EI-MS data: Blumenol B (1): m/z 224 [M]+ (C13H20O3); Blumenol C (2): m/z 208 [M]+ (C13H20O2); 4,5-Dihydroblumenol A (3): m/z 226 [M]+ (C13H22O3); 3’,4-O-Dimethylcedrusin (4): m/z 374 [M]+ (C21H26O6); (–)-Epicatechin (7): m/z 290 [M]+ (C15H14O6); (+)-Catechin (8): m/z 290 [M]+ (C15H14O6); (–)-Epigallocatechin (9): m/z 306 [M]+ (C15H14O7); (+)-Gallocatechin (10): m/z 306 [M]+ (C15H14O7); Compound 11: m/z 224 [M]+ (C12H16O4); Compound 12: m/z 196 [M]+ (C11H16O3); Compound 13: m/z 226 [M]+ (C12H18O4); Floribundic acid glucoside (14): m/z 529 [M+Na]+ (C26H34O10); Taspine (15): m/z 369 [M]+ (C20H19NO6).

(±) erythro-Guaiacyl-glycerol-β-O-4’-dihydroconiferyl ether (5): = 0° (MeOH, c 0.09); EI-MS m/z 378 [M]+ (C20H26O7); 1H- and 13C-NMR see Table 1.

2-[4-(3-Hydroxypropyl)-2-methoxyphenoxy]-propane-1,3-diol (6): EI-MS m/z 256 [M]+ (C13H20O5); 1H- and 13C-NMR see Table 1.

Determination of phenolic content

Total phenols of the extracts and fractions were quantified by the Folin-Ciocalteau spectrophotometric assay, using gallic acid as the reference standard [28]. Therefore, molarity refers is expressed as gallic acid equivalents.

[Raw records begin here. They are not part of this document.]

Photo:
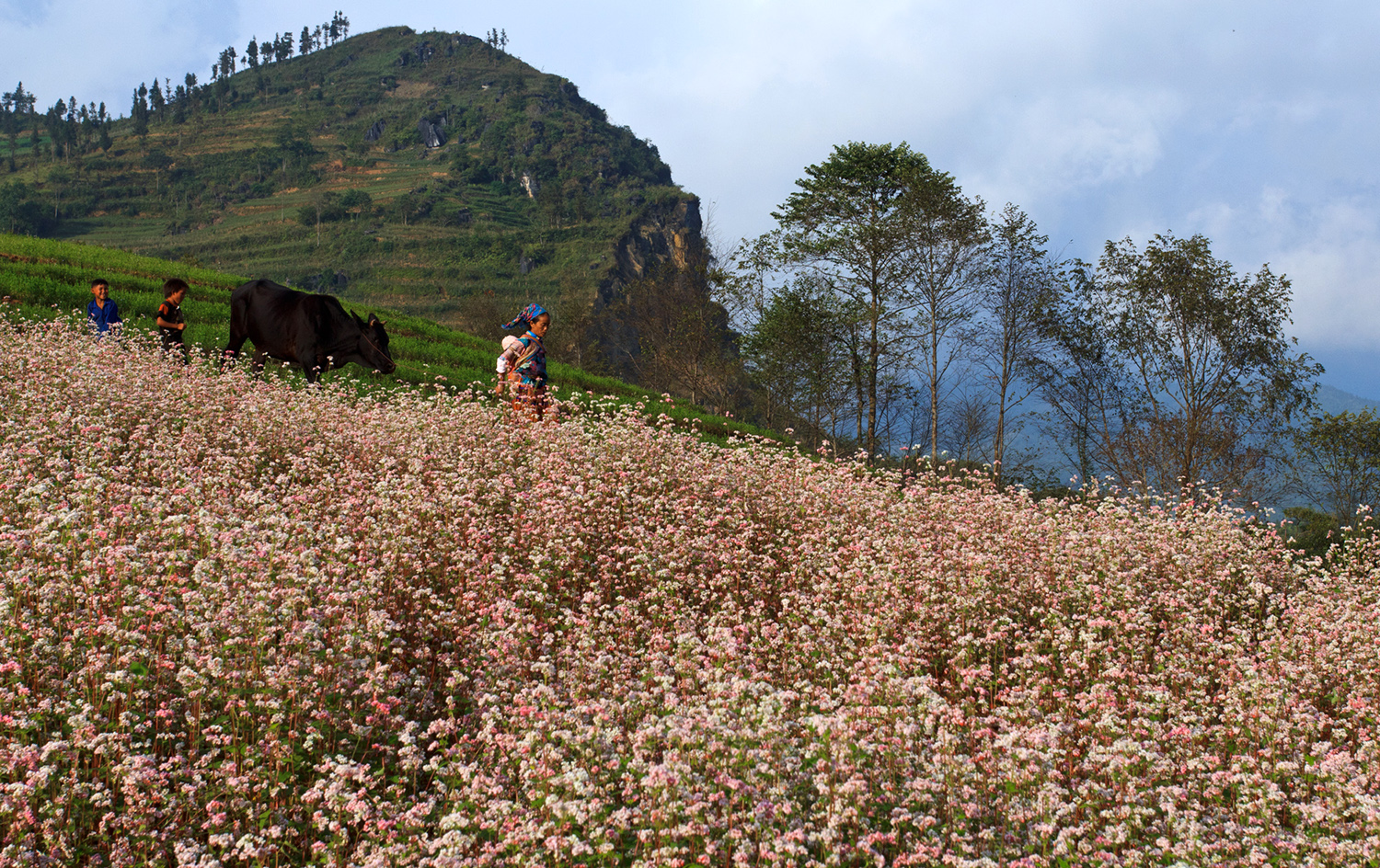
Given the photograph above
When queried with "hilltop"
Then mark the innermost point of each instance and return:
(428, 173)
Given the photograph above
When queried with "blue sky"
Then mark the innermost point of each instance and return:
(1253, 123)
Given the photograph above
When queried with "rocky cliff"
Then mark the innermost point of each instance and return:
(665, 234)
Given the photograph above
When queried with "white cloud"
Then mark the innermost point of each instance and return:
(1249, 120)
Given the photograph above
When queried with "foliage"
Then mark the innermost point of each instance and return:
(1338, 463)
(1021, 292)
(897, 240)
(247, 151)
(44, 278)
(1197, 380)
(798, 358)
(681, 336)
(259, 624)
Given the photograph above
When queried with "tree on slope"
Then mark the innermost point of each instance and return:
(1206, 381)
(889, 234)
(1023, 289)
(1338, 463)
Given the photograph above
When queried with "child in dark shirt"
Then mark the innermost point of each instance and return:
(170, 317)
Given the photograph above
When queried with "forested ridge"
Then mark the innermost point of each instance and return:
(431, 171)
(889, 312)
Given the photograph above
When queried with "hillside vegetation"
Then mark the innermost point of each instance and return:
(250, 624)
(44, 279)
(317, 171)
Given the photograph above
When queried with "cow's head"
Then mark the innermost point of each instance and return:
(373, 344)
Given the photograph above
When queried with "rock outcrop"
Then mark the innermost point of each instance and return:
(665, 234)
(432, 134)
(661, 251)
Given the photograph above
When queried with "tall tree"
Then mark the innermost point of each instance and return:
(19, 112)
(949, 243)
(156, 99)
(878, 225)
(798, 356)
(1023, 290)
(1338, 463)
(1206, 381)
(1075, 377)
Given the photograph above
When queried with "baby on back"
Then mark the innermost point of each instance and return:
(510, 341)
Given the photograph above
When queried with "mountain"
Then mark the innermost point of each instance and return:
(428, 173)
(1332, 399)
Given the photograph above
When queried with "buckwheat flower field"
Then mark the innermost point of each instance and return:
(250, 624)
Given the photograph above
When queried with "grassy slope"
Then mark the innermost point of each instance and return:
(40, 276)
(226, 201)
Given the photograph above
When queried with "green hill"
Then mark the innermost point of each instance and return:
(43, 278)
(427, 173)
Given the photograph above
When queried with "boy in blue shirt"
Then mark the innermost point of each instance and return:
(102, 312)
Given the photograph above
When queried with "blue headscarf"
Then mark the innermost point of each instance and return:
(527, 314)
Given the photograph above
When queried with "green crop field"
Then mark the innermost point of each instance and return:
(43, 279)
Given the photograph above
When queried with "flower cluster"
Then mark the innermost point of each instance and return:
(243, 622)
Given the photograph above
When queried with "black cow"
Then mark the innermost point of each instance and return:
(304, 328)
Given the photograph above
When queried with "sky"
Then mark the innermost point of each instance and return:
(1253, 123)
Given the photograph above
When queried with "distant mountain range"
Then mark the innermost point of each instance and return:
(1335, 400)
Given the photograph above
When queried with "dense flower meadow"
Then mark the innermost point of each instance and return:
(250, 624)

Total antioxidant capacity

The total antioxidant capacity of the samples at concentrations of 10 and 1 μM was determined by a validated method based upon the copper reduction (Cu2+ to Cu+). (BIOXYTECH® AOP-490™, Oxis Research™, Portland, OR) [29]. The reference compound was uric acid and then results are expressed as mEq uric acid.

DPPH scavenging test

Suitable aliquots of a methanolic solution containing each sample, at increasing concentrations from 1 μM to 100 μM, were added to 15 μM ethanol solution of 2,2-diphenyl-2-picrylhydrazyl radical (DPPH). Absorbance was read at 517 nm after 15 min of incubation in the dark [30]. The IC50 was calculated by employing Prism® 4 (GraphPad Software Inc.).